Nampak is to set up its own closed-loop system for plastic packaging by building an HDPE reprocessing plant in north-east England.

The South African group said today (20 November) that the plant would produce up to 13,000 tonnes of food-grade recycled HDPE a year as it strives to introduce milk bottles with 30% recycled content by 2009.

Nampak Plastics was the first company to produce HDPE milk bottles with recycled content. It is supplying HDPE milk bottles with 10% recycled content to Marks & Spencer, following a successful trial that started in December 2006.

The materials for the new plant, which will be operational by the end of 2008, will be supplied by waste management companies from domestic waste.

It will supplement the 6,000 tonnes a year of recycled HDPE that Nampak has agreed to take from the £12m Closed Loop London reprocessing plant in Dagenham, which is due to open in the first quarter of 2008.
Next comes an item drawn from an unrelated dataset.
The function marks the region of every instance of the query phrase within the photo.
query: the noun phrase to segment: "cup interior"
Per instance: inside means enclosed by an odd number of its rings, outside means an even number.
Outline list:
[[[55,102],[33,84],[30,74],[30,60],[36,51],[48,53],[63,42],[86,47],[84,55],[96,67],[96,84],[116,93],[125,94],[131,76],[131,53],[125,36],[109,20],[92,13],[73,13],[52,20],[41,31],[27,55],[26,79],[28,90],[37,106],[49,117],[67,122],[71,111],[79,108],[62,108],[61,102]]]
Nampak will reprocess the material solely for use in its own UK manufacturing operations, which make two billion plastic milk and juice bottles a year.

The M&S bottle was the culmination of a three-year project funded by the Waste and Resources Action Programme (Wrap) that also involved Dairy Crest.

Nampak Plastics business development director James Crick said the firm was currently supplying M&S with "fairly small tonnages" of bottles with recycled content, but added that the "whole of the industry" was talking about recycling as a way to optimise packaging.

Crick also said Nampak hoped to get to 50% recycled content in the future.

He hoped the plant would "help stimulate demand for more HDPE from the UK waste stream" and could contribute, along with other reprocessing investment, to a "higher level of kerbside collections".